Poster Paper: The Financialization of Carbon Sequestration in Developing Countries: Quantifying UN and World Bank Efforts

Saturday, November 4, 2017
Regency Ballroom (Hyatt Regency Chicago)

*Names in bold indicate Presenter

Jeeyen Koo, University of Kentucky


Acknowledging the importance of the role of forests in slowing down climate change to controllable levels, the United Nations collaborative initiative on Reducing Emissions from Deforestation and forest Degradation (REDD) in developing countries was launched in 2008. The World Bank also initiated the Forest Carbon Partnership Facility (FCPF) and Forest Investment Program (FIP) in 2008 in order to curb deforestation and forest degradation. Through joint governance sessions, joint meetings, and knowledge exchange, the two institutions have endeavored to help participating developing countries set up a measurement, reporting and verification system (MRV) that reliably measures changes in the carbon stock of their forests. With the total granted funding of US$865,690,675 and actual disbursement of US$311,099,505 from the three programs so far, many of the participating countries passed the preparation phase and are currently in the implementation phase. Almost a decade has passed since the onset of these programs. However, little research has quantified the accomplishments and adverse impacts of the programs.

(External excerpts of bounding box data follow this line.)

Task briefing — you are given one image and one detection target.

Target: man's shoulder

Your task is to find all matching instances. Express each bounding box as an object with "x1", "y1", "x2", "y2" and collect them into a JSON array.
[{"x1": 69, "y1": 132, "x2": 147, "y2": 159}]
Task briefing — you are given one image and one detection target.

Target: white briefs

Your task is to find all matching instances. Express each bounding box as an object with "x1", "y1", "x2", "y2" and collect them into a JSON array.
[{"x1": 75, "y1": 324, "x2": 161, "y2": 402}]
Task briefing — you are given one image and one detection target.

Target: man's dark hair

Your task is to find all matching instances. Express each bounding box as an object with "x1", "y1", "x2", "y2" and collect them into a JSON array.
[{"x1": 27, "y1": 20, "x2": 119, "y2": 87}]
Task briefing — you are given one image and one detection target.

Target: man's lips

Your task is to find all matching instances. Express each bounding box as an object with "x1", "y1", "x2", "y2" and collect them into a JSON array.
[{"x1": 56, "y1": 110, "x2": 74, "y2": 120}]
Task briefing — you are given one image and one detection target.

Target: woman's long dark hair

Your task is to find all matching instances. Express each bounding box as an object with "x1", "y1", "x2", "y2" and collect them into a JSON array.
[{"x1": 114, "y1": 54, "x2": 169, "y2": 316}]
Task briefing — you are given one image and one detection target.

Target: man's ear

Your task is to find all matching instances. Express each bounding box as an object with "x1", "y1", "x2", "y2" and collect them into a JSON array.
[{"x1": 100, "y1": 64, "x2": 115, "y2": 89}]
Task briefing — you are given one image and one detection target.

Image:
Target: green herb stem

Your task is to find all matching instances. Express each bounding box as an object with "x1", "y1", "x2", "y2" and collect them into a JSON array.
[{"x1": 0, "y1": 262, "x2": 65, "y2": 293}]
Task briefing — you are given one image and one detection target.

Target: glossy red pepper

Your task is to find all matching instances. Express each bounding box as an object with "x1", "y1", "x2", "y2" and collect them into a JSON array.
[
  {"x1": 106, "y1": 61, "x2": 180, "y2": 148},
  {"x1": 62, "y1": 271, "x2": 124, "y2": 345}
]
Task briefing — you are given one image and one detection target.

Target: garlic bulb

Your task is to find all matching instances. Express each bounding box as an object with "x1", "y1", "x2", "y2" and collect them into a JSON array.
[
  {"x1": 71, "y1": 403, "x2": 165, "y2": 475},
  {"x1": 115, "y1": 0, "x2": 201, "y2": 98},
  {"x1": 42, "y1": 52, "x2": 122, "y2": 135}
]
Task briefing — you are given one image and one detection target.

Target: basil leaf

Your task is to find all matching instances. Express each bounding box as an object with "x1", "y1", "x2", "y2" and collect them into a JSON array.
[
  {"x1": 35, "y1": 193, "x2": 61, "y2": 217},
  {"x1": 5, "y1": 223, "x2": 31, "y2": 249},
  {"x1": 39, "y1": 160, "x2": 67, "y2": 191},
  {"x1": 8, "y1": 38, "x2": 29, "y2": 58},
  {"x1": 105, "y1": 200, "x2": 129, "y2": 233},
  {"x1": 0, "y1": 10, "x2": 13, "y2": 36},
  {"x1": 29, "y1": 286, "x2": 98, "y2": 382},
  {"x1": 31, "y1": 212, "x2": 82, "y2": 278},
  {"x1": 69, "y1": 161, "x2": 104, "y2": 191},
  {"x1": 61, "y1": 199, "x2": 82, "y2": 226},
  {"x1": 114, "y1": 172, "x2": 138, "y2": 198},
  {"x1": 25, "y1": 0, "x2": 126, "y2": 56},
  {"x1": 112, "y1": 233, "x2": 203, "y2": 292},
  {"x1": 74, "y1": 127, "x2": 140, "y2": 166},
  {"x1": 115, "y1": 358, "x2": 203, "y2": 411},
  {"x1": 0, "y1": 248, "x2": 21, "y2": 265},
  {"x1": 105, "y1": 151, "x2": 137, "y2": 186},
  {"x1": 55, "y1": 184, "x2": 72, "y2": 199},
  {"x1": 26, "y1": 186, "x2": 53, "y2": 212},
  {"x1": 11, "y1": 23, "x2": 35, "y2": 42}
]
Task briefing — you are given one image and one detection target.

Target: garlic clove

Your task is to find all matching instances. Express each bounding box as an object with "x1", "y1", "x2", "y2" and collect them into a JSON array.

This paper aims to quantitatively evaluate the impact of these programs’ financial support on the prevention of deforestation and forest degradation in project target areas.

In detail, the author identifies 1) the domestic and international factors that influence a developing country’s decision to join the programs, 2) the magnitude of impacts of financial support from the programs on local deforestation and forest degradation, and 3) the necessary domestic conditions for the international REDD to succeed in a developing country.